Juli 2021
„Nun lass mal die Kirche im Dorf.“ Mit diesem Spruch braucht keiner in Zülichendorf zu kommen. Die kleine 285-Einwohner-Gemeinde hat gar keine Kirche. Dafür eine Grundschule, Kita, Bäcker und Schmied, Tierarzt sowie viele
kleine Handwerksbetriebe.
Ortschronist Detlef Querhammel vor dem Glockenturm, der 1892 errichtet wurde und das Holzglockenhaus von 1842 ersetzte.

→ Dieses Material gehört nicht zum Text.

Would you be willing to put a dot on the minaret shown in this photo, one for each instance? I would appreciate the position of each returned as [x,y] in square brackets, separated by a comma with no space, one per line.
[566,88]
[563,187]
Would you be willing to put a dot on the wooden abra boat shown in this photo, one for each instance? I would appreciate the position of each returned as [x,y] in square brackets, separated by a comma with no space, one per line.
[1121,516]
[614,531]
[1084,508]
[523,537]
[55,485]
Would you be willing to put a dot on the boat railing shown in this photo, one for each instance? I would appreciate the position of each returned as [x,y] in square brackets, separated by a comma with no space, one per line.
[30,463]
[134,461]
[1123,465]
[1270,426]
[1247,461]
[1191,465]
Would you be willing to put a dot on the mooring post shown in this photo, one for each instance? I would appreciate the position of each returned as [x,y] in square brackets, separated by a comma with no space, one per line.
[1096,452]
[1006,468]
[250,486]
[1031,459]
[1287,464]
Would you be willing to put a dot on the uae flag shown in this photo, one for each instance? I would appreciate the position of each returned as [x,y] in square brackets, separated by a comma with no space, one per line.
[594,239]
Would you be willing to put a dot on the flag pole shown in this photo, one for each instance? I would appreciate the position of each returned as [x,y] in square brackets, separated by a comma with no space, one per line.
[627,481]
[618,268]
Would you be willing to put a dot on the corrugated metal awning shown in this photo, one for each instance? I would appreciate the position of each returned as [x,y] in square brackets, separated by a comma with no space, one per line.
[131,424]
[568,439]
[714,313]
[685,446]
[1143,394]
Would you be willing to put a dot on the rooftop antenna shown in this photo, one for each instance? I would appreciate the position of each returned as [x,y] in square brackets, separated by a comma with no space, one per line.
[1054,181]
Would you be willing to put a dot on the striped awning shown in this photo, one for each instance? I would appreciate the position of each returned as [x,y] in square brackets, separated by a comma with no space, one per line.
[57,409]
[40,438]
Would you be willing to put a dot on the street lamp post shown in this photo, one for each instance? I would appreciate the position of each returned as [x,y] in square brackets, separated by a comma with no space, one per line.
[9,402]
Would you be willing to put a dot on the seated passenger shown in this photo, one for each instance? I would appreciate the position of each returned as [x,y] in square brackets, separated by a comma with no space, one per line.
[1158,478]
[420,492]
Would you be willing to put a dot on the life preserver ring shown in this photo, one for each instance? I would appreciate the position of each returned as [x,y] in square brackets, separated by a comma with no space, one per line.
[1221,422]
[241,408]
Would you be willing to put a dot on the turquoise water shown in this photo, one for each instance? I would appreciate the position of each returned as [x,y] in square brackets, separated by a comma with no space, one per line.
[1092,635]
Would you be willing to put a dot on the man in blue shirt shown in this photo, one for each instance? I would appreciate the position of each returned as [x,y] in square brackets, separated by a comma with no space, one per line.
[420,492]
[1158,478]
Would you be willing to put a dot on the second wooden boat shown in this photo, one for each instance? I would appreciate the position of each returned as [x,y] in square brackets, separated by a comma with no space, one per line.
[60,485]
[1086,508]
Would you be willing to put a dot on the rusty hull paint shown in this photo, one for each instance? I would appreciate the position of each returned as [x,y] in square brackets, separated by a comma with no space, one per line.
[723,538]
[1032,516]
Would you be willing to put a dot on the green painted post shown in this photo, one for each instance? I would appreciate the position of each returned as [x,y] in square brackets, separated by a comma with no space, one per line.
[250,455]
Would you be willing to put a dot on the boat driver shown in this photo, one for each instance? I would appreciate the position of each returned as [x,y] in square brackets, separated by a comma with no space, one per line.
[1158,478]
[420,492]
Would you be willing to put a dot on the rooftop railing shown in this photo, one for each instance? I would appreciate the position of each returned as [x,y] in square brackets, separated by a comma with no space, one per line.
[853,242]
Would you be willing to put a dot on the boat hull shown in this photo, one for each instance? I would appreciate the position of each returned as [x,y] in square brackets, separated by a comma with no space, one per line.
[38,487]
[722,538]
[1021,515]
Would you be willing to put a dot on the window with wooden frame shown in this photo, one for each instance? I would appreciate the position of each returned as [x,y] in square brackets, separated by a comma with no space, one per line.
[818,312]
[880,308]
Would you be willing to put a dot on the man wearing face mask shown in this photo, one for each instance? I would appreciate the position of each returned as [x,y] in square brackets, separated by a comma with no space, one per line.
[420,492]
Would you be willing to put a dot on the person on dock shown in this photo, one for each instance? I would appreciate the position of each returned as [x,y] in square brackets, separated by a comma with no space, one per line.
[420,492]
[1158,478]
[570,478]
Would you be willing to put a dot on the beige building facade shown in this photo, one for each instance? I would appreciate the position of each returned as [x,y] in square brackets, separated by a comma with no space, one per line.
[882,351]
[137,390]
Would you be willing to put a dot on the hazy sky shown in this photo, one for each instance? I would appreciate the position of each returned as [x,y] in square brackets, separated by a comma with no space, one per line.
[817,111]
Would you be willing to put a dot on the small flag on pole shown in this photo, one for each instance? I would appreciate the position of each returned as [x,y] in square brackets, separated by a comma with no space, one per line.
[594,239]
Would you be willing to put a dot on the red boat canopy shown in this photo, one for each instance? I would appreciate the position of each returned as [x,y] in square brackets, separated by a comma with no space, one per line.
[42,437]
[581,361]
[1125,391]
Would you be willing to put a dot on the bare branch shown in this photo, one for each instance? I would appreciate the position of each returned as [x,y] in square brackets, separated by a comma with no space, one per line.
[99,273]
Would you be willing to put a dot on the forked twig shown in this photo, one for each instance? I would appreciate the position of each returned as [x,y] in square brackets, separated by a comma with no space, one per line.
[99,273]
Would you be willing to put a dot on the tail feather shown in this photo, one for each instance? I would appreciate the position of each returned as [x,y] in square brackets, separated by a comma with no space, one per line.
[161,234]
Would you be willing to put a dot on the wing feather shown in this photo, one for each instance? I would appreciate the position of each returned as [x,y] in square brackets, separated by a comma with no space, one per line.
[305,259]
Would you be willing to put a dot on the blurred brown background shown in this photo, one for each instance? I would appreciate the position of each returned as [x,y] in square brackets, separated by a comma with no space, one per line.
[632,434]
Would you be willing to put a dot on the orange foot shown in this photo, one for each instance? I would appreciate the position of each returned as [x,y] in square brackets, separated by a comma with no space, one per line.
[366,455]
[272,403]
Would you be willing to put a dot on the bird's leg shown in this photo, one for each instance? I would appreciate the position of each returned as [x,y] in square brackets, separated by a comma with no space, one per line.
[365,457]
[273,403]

Die fehlende Kirche im Ort ist ein Rätsel. Nicht mal der Ortschronist und frühere Bürgermeister
Detlef Querhammel (68) konnte in den alten Unterlagen herausfinden, ob es jemals eine gab. Dabei leben seine Vorfahren nachweislich bereits seit 1678 in Zülichendorf. Erstmalig erwähnt wurde die Ansiedlung 1285 als „Czulkendorff". Im 30-jährigen Krieg war das Dorf wüst und verlassen. Erst 1684 waren wieder 3 von 20 Gehöften bewohnt. Dafür ziert ein Glockenturm den alten Dorfkern. Er ist das Wahrzeichen von Zülichendorf und das Bauwerk ziemlich einmalig in Brandenburg. Für jedes Ereignis werden die Glocken geläutet. Dafür muss Detlef Querhammel
die genauen Zeiten wissen, um das automatische Geläut einzustellen, etwa zu Feiertagen, am Vortag einer Beerdigung und nach der Trauerfeier, wenn der Sarg zu Grabe getragen wird. Auch sonntags wird der bevorstehende Gottesdienst
im Nachbarort signalisiert. In den 1950er und 1960er-Jahren fanden die Andachten noch bei einer Familie im Wohnzimmer statt. Und täglich um 18 Uhr wird der Feierabend im Ort eingeläutet. Die Kinder im Ort orientieren sich daran. Nur einmal versagte die Technik. „Das gab mächtig Ärger bei einem Nachbarskind, als er zu spät nach Hause kam“, erinnert sich der Ortschronist. „Dabei konnte das Kind gar nichts dafür.“
Die 700-Jahr-Feier begingen die Zülichendorfer 1985 mit einem historischen Festumzug. Foto: Gemeinde Zülichendorf
Schulstandort erhalten
Die Kinder nehmen in Zülichendorf einen ganz großen Stellenwert ein. Ohne sie sähe das Dorfleben
anders aus. Obwohl der Ort an der Landstraße L 80 nicht gerade viele Einwohner und nur wenige Straßen
vorweisen kann, gibt es hier einen modern ausgestatteten und barrierefreien Kindergarten im alten Schulgebäude
und die Grundschule am Pekenberg mit etwa 160 Kindern. Es ist eine von zwei Grundschulen in den 23 Ortsteilen der Gemeinde Nuthe-Urstromtal. Durch kluge Investitionen in der Nachwendezeit und schlaues Taktieren bei den Eingemeindungen blieb der Schulstandort wie durch ein Wunder erhalten.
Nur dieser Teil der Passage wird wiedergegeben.